N’ayant, pour l’heure, pas réussi à importer les capitaux turco-qataris dans le Tibesti, l’état-major tchadien dispose d’un autre atout pour s’imposer dans la région : le G5 Sahel. Cette force panafricaine intervenant au Mali, Burkina Faso, Niger, Mauritanie et Tchad avec l’appui opérationnel de la France, projette de construire un poste de commandement (PC) en plein cœur du Tibesti, à Wour.

Évalué à plusieurs dizaines de millions d’euros, ce chantier prévoit non seulement des baraquements mais également une piste d’atterrissage qui fournirait aux Forces armées du Tchad (FAT) une base avancée pour combattre les différents groupes rebelles opérant dans la zone. La piste d’atterrissage pourrait, par ailleurs, offrir un moyen d’évacuation aérien pour le précieux minerai… A ce jour, la seule piste tchadienne existante dans la région est à Zouar. Très rudimentaire, elle peut cependant accueillir des C 130. Le PC de Wour doit être financé via la contribution de l’Union européenne (UE) de 100 millions d’euros à la force sahélienne.

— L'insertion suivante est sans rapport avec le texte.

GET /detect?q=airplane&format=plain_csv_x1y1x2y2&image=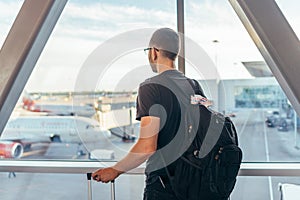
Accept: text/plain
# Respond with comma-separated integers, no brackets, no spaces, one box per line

0,116,111,158
22,92,96,117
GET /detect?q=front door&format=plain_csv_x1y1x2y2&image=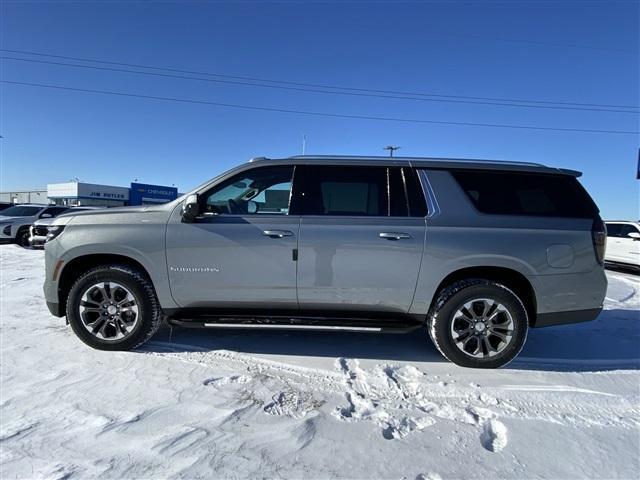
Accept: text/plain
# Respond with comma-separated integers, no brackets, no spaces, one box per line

293,165,426,315
167,166,300,309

Depuis novembre, Paris soutient logistiquement l’offensive de l’armée tchadienne contre les orpailleurs (La Lettre du Continent du 02/01/19). Les hélicoptères et pick-up tchadiens actuellement en opération dans le Tibesti sont ravitaillés par le poste avancé de Barkhane à Faya Largeau. Depuis janvier, le Service des essences des armées a ainsi déboursé près de 4 millions d’euros pour le seul soutien en carburant à l’armée tchadienne. En outre, les soldats tchadiens blessés sur ce théâtre sont rapatriés via la base de Faya Largeau de Barkhane et transportés vers N’Djaména pour être soignés par des médecins et infirmiers militaires français.